After all, that is the Fed’s dual mission, to which Trump’s tariffs add an undesirable complexity: to promote maximum employment and ensure price stability. Lowering rates would boost the economy, but could affect inflation. The opposite would be worse for employment. At this unclear juncture, the Fed seems to be leaning toward a prudent “wait and see” policy. Moreover, Powell has repeatedly signaled that he prioritizes curbing inflation over other emergencies.
The meeting also comes shortly after Trump’s latest attack on Powell himself. In the middle of last month, the president reacted to the expectation of a rate cut by the European Central Bank by lashing out at the Fed chairman, “who is always too late and wrong,” he said. “Powell’s termination can’t come fast enough,” Trump wrote in a message on his social network, Truth. The law does not allow the U.S. president to fire Powell before the end of his term in May 2026, although at this point it is hard to know what is and isn’t possible, in light of the push to expand executive power displayed by the current administration.
A few days later, Trump backtracked, saying he did not plan to oust Powell. “I would like to see him be a little more active in terms of his idea to lower interest rates,” Trump said Tuesday. In an interview Sunday on NBC’s “Meet the Press” with moderator Kristen Welker, the president insisted: a change at the helm of the Fed is not in his plans.
An old dispute
The dispute between the two goes back a long way. In February 2024, then-candidate Trump accused Powell, whom he himself appointed during his first term, of adjusting his decisions with the aim of favoring a reelection of Joe Biden, then the Democratic candidate. In his first appearance after Trump’s electoral triumph in November, Powell warned that he did not intend to resign.

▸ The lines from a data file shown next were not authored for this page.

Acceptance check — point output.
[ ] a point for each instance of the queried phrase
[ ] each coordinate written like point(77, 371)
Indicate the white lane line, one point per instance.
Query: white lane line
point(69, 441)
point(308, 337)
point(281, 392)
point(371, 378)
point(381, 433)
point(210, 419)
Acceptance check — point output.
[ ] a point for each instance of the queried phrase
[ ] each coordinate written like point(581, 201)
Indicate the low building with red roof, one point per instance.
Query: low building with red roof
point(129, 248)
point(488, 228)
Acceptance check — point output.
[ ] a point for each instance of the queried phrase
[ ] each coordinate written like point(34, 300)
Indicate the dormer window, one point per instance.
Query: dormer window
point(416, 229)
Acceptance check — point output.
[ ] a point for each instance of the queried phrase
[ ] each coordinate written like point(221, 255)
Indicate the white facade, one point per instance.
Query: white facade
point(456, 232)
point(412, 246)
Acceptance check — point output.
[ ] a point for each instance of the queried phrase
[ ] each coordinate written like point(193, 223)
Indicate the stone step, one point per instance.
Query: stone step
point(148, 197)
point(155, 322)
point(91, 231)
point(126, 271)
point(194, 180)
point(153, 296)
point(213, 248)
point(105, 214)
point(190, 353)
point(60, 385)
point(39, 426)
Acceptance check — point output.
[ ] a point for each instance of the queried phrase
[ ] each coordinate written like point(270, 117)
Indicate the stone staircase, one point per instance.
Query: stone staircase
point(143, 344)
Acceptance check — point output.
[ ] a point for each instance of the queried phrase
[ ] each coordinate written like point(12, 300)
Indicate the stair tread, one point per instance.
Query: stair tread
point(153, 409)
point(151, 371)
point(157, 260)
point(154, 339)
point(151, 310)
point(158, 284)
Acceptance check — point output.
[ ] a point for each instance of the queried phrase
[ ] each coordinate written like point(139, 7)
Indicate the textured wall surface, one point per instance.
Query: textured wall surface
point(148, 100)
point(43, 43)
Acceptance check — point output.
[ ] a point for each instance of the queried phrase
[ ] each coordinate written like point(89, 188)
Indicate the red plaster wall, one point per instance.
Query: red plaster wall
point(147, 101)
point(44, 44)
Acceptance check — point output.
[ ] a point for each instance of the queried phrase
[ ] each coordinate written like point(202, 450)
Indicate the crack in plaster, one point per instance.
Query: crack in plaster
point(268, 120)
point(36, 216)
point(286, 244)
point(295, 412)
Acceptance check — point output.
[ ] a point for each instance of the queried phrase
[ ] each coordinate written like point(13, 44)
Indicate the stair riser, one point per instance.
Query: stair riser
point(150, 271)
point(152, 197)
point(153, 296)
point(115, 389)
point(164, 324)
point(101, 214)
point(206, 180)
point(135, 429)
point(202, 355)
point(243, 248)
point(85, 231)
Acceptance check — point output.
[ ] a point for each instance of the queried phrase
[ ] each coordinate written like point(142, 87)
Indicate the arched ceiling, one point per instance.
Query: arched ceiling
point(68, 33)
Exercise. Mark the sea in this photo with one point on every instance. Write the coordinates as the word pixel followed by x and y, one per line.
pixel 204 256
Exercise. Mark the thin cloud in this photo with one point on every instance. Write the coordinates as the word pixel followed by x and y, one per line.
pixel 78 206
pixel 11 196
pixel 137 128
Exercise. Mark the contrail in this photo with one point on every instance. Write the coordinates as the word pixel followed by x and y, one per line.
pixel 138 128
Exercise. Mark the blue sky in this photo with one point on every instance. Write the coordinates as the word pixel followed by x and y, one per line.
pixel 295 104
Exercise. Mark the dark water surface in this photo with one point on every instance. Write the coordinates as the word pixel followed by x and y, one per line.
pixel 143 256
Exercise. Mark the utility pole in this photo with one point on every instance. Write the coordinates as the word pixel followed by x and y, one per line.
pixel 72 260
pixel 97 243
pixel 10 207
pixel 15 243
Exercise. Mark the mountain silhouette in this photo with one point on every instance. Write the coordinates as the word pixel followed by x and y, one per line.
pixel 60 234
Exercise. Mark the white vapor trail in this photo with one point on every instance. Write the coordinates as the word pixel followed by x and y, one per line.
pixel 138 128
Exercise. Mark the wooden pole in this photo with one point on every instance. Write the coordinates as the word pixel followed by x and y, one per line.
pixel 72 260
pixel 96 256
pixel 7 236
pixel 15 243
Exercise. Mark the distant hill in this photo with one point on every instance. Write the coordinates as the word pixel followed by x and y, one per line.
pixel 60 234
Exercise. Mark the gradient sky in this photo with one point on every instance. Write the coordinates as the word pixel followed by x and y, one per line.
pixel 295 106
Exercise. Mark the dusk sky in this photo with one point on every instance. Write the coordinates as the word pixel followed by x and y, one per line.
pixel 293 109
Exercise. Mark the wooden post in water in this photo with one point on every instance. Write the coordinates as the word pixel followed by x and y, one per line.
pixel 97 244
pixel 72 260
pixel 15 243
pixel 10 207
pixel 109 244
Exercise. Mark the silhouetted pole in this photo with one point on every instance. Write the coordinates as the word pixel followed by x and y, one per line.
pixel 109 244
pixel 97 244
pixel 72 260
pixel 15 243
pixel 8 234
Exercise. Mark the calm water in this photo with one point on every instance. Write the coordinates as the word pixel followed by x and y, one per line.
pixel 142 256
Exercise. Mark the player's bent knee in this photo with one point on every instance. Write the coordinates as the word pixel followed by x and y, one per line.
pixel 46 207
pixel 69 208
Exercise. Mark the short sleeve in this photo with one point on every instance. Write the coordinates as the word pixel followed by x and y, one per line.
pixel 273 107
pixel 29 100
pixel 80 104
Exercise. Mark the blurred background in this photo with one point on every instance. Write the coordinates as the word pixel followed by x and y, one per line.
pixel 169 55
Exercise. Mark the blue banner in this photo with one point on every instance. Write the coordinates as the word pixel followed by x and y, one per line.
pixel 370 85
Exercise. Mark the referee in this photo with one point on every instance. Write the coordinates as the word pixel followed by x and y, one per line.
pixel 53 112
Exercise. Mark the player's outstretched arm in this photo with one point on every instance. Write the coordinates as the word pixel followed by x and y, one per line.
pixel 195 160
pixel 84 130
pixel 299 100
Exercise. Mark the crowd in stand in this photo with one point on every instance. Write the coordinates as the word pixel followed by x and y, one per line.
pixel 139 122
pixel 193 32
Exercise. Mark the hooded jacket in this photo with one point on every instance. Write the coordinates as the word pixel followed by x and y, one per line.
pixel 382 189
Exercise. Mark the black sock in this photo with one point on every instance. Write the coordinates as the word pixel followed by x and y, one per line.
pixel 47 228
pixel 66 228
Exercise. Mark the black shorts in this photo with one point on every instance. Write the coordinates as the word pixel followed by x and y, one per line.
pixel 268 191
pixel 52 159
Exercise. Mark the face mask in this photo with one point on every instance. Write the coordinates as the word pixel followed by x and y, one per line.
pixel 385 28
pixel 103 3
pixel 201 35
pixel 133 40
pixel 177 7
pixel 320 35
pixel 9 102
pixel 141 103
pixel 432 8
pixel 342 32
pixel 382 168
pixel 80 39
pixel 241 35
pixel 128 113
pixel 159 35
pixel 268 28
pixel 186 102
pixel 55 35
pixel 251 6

Two days after the White House imposed tariffs on dozens of countries that it insists on erroneously defining as “reciprocal,” Powell warned that he feared their economic effects would translate into lower growth and higher inflation.
If this week’s expectations are met, the next inevitable question is how long the pause in interest rate cuts will last. The rate is currently in the 4.25%-4.50% range after a one-point cut between September and December. Regarding the outlook for the next meeting in June, opinions are divided among the leading analysts. Citi expects the first cut by then, although everything will depend on the signals sent by the labor market. Tiffany Wilding, an economist at Pimco, said that she doesn’t expect a cut until later this year, once the data has shown a concrete slowdown or contraction in the labor market. “Once the Fed takes the plunge, we expect the central bank to continue lowering rates into 2026,” she added.